Depuis 2020, Mètis participe à la diffusion d’un pain de qualité sur les territoires girondins et lot et garonnais en mutualisant la conservation/multiplication/sélection des semences paysannes de blés, et en transmettant les savoir-faire relatifs à la transformation en conditions artisanales de ces blés (meunerie et boulange).
Les membres de Mètis, majoritairement des paysans et des artisans boulangers sont mus par la recherche d’autonomie à la fois dans leur métier - reprendre la main sur une parties des facteurs de production - et dans leur territoire - relocaliser la production de denrées alimentaires de base.
Mélange Mètis
Concrètement, un mélange collectif d’une centaine de variétés populations de blés tendres adaptées au contexte local (« mélange Mètis ») a été créé et continue à être sélectionné collectivement afin d’améliorer ses qualités au champ comme au fournil. L’idée est de disposer d’une large base génétique pour que le mélange s’adapte aux différentes fermes en agrobiologie, ainsi qu’aux aléas climatiques. En parallèle, d’autres variétés paysannes présentant des intérêts agronomiques et/ou meuniers sont en cours de multiplication pour intégrer le mélange et un protocole collectif de sélection massale a été mis en place. A l’instar de la centaine de blés paysans qui le composent, le mélange Mètis se caractérise par des glutens beaucoup moins tenaces que ceux présents dans les blés issus de sélection moderne : couplée à des panifications au levain naturel, cette caractéristique, qui est un handicap pour l’industrie boulangère, produit des pains beaucoup plus digestes. Des études ont aussi montré que certains blés paysans semblent plus riches en nutriments que les blés modernes.
La mouture de ces blés s’effectue sur des moulins à meule de pierre, le plus souvent de type Astrié, adaptés à une échelle paysanne de production. Ces petits moulins électriques permettent l’obtention d’une farine bise contenant le germe ainsi qu’une partie des enveloppes. Ces composantes du grain contiennent des fibres et de nombreux nutriments qui deviennent biodisponibles dans un pain au levain. L’alliance semences paysannes de blé, moulin à meule de pierre et panification au levain permet donc de produire un pain local riche en nutriments et digeste.
Mètis explore actuellement de nouvelles espèces de céréales (mils, millets, panis, sorghos...) qui pourraient s’intégrer dans de tels systèmes de production. Ces espèces ont en effet un potentiel agronomique et alimentaire intéressant notamment au regard de leur tolérance à la sécheresse et à leurs caractéristiques nutritionnelles.
Témoignage de Marion Duquesne, boulangère
La boulangerie coopérative d'Uzeste fait partie du collectif Mètis depuis son création il y a 3 ans. On a tout de suite fabriqué du pain au levain avec des farines bio issues de semences paysannes de nos voisins paysans meuniers et on a construit un four à bois. Tous ces choix nous semblent cohérents car la gestion en coopérative et les semences paysannes ont des valeurs communes : encourager l'autonomie. L'essentiel est de connaître et prendre en compte les enjeux de la culture des blés paysans au niveau technique et socio-économique. Il faut aussi se réapproprier les savoir faire artisanaux pour transformer ces blés paysans artisanalement en pain de qualité.

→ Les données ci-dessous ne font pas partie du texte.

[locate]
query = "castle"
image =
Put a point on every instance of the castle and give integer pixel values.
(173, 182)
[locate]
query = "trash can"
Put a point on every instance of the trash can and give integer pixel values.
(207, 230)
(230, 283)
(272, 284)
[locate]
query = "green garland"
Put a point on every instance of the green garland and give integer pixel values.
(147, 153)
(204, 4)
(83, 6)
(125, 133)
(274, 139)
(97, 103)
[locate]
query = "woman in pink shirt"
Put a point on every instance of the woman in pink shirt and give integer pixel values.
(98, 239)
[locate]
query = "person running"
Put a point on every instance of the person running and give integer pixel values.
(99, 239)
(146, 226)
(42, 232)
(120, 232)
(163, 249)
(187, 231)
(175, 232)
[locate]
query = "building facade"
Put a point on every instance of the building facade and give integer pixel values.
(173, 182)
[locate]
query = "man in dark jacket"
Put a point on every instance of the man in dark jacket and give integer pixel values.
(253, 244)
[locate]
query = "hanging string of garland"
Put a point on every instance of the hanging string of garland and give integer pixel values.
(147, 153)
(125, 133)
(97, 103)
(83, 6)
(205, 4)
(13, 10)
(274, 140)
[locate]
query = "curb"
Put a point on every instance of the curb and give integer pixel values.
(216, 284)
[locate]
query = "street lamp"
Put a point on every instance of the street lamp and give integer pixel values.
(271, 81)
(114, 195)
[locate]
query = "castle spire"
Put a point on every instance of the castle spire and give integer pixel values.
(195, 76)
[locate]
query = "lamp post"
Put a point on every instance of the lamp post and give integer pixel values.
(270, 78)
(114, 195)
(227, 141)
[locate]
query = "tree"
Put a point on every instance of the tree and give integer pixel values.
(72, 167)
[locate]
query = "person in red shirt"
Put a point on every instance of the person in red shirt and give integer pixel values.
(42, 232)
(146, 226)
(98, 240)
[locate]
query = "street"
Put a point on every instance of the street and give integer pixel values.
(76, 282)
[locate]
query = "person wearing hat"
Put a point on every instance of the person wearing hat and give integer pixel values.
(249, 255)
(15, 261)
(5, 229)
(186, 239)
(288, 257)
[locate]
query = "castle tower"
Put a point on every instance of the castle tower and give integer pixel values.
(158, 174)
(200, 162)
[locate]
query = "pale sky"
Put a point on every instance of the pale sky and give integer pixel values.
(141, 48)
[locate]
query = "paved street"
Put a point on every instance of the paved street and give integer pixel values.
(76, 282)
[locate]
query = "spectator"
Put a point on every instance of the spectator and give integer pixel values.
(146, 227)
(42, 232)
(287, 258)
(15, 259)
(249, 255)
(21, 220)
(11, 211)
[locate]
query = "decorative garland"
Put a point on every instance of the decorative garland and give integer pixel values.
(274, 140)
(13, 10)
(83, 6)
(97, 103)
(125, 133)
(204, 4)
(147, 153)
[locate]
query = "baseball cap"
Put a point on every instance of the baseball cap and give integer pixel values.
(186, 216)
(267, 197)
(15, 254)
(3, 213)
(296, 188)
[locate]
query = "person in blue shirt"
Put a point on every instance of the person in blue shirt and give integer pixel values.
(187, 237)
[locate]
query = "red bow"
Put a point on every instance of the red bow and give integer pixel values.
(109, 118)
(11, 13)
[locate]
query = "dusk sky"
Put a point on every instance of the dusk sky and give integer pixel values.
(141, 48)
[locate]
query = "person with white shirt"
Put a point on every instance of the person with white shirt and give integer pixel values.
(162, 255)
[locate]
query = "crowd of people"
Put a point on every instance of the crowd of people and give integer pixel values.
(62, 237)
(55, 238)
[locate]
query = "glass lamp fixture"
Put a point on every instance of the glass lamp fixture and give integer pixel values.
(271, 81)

Marion Duquesne, boulangère (boulangerie coopérative d’Uzeste et membre du conseil collégial de Mètis)
Témoignage de Frédéric Latour, animateur
Malgré la faible productivité relative des blés paysans, il y a un alignement de planètes dans ces systèmes de production: l’alliance semences paysannes, mouture et fournil à la ferme permet d’échapper en grande partie au dumping à l’œuvre sur les prix et donc d’avoir un revenu digne tout en fournissant un produit de très bonne qualité à un prix raisonnable. Le pain bio aux blés paysans ne dépasse pas le prix d’une baguette tradition non bio. Nous sommes conscients que cet alignement des planètes n’est pas possible dans d’autres productions. Aujourd’hui, c’est la question centrale en agriculture: comment produire une alimentation de qualité à un prix juste pour le paysan et non prohibitif pour les classes populaires ?
Frédéric Latour, animateur (collectif Mètis)
Chiffres clés
- 2 tonnes de blé tendre (rendement moyen des blés paysans dans notre zone) = 400 euros sur le marché conventionnel. 2 tonnes de grain trié = 2 tonnes de pain à 5 euros le kg soit 10 000 euros de produits.
- 75 % de la biodiversité cultivée a disparu en 50 ans. Au semis 2023, 10 variétés de blé tendre occupaient plus de 40 % des surfaces emblavées en France. L'Association nationale de la meunerie française a recensé 197 variétés de blés meuniers conseillées pour ces mêmes semis. En comparaison, plus de 300 variétés de pays ont été collectées rien qu’autour de la ville de Redon au début des années 50.